Changing the capacity of each VDEV in a ZPOOL without losing data and no downtime with ZFS


Before we start, let's define some acronyms.

FreeBSD: Free Berkeley Software Distribution
ZFS: Zettabyte File System
ZPOOL: ZFS POOL
DEV: DEVice
VDEV: Virtual DEVice
GEOM: disk GEOMetry
BHYVE: BSD HYperVisor
ZVOL: ZFS VOLume

***

I have been tinkering with FreeBSD, ZFS, GEOM, BHYVE, and other interesting technologies.

***

Let's experiment on how to change the capacity of each VDEV of a ZPOOL without losing data and no downtime with ZFS.

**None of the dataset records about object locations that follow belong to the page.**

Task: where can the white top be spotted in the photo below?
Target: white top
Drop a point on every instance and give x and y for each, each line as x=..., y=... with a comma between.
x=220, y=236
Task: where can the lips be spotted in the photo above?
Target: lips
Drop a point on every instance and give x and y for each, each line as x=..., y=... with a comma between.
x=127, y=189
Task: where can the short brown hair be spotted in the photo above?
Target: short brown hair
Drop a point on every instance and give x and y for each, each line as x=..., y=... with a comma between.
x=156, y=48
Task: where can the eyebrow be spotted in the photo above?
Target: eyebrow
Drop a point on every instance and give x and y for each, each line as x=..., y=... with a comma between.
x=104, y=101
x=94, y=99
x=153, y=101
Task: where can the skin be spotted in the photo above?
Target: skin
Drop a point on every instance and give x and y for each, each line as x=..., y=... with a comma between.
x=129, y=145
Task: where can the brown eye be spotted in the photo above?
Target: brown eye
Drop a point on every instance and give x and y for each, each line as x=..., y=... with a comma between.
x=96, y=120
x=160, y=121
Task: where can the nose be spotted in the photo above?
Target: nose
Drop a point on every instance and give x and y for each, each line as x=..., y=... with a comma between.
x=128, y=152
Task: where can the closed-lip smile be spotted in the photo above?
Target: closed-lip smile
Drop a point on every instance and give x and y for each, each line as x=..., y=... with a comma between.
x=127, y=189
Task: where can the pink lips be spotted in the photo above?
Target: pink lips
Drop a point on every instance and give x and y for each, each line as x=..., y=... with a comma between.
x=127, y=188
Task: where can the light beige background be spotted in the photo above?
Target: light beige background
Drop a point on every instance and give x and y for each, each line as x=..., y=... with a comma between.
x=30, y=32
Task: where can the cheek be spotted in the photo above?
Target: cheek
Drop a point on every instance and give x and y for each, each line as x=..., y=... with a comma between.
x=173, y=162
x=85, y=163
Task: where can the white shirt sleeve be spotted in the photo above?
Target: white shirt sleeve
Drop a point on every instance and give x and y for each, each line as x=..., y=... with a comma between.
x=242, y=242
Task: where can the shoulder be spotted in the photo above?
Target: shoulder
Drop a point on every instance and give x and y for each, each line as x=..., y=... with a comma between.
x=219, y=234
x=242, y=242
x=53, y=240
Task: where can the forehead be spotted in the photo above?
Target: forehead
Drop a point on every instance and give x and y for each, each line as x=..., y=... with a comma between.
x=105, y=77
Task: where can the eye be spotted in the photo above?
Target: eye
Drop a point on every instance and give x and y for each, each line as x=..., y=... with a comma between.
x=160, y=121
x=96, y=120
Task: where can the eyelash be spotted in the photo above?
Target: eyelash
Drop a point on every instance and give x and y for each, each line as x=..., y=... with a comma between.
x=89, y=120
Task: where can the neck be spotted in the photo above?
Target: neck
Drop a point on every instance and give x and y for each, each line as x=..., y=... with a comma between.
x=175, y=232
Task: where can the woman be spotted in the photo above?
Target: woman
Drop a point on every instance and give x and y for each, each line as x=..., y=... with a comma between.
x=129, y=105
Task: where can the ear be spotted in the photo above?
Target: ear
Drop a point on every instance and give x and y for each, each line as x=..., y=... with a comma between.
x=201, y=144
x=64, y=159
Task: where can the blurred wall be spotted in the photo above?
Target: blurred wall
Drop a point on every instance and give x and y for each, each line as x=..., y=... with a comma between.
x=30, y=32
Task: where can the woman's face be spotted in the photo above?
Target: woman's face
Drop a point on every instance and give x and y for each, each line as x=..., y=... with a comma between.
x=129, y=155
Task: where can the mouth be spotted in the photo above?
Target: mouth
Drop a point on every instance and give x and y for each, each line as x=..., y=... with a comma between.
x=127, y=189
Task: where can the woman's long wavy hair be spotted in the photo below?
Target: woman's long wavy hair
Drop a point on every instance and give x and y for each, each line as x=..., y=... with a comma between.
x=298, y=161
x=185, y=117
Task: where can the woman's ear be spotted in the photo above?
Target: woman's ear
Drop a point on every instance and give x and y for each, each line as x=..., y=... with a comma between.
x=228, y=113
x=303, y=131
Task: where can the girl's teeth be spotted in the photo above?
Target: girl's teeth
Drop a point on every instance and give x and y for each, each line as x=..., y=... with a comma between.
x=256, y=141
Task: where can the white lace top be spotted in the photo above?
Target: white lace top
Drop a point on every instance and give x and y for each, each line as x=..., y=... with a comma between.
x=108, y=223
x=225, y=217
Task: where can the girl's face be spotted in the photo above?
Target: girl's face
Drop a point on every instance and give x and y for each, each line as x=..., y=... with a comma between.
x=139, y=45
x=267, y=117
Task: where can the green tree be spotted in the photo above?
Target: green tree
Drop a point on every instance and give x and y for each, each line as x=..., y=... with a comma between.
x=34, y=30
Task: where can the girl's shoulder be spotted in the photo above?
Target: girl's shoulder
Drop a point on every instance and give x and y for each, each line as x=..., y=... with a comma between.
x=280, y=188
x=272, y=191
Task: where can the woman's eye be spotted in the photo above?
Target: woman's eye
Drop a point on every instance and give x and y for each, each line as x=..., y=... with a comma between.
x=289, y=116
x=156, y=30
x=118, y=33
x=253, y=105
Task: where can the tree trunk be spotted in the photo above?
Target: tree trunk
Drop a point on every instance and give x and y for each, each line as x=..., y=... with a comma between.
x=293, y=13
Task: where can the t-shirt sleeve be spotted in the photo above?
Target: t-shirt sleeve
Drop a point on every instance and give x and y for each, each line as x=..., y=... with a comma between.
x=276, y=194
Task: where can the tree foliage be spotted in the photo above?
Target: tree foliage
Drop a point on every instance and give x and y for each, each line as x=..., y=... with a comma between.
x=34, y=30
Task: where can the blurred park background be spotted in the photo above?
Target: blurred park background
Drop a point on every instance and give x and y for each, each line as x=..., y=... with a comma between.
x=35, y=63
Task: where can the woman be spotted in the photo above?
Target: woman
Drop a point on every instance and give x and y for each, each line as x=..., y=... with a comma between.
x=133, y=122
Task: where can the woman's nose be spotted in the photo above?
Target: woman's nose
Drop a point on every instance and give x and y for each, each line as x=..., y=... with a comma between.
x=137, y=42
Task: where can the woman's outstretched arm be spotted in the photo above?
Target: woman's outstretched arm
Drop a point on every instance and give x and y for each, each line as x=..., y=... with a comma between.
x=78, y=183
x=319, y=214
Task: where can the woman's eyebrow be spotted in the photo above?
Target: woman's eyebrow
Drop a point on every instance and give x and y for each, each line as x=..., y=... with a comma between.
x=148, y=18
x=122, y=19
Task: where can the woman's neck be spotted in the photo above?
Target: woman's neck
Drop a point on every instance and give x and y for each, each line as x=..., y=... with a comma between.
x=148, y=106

To do so, you need a set of disks that are bigger.
Example, if the ZPOOL has 2 mirror VDEVs with 2 10GB disks each (total: 4 10GB disks), and you want to upgrade to 20 GB disks, than you need 4 20GB disks for the upgrade.


Figure 1: Live upgrade of disks in a ZPOOL

ZPOOL tank                           ZPOOL tank
    VDEV mirror-0                        VDEV mirror-0
        DEV /dev/vtbd1                    DEV /dev/vtbd9
        DEV /dev/vtbd2    --->         DEV /dev/vtbd10
    VDEV mirror-1                       VDEV mirror-1
        DEV /dev/vtbd3                    DEV /dev/vtbd11
        DEV /dev/vtbd4                    DEV /dev/vtbd12
    VDEV mirror-2                       VDEV mirror-2
        DEV /dev/vtbd5                    DEV /dev/vtbd13
        DEV /dev/vtbd6                    DEV /dev/vtbd14
    VDEV mirror-3                       VDEV mirror-3
        DEV /dev/vtbd7                    DEV /dev/vtbd15
        DEV /dev/vtbd8                    DEV /dev/vtbd16


***

Create a ZPOOL

root@nova:~ # zpool create tank \
    mirror vtbd1 vtbd2 \
    mirror vtbd3 vtbd4 \
    mirror vtbd5 vtbd6 \
    mirror vtbd7 vtbd8


root@nova:~ # zpool status
  pool: tank
 state: ONLINE
  scan: none requested
config:

        NAME        STATE     READ WRITE CKSUM
        tank        ONLINE       0     0     0
          mirror-0  ONLINE       0     0     0
            vtbd1   ONLINE       0     0     0
            vtbd2   ONLINE       0     0     0
          mirror-1  ONLINE       0     0     0
            vtbd3   ONLINE       0     0     0
            vtbd4   ONLINE       0     0     0
          mirror-2  ONLINE       0     0     0
            vtbd5   ONLINE       0     0     0
            vtbd6   ONLINE       0     0     0
          mirror-3  ONLINE       0     0     0
            vtbd7   ONLINE       0     0     0
            vtbd8   ONLINE       0     0     0

errors: No known data errors

***

Add data to it.

root@nova:~ # zfs create -o mountpoint=/tank/dataset-x tank/dataset-x

root@nova:~ # rsync -av /boot /tank/dataset-x/


***

Now, we see that the ZPOOL tank is using 155M, with data on each VDEV.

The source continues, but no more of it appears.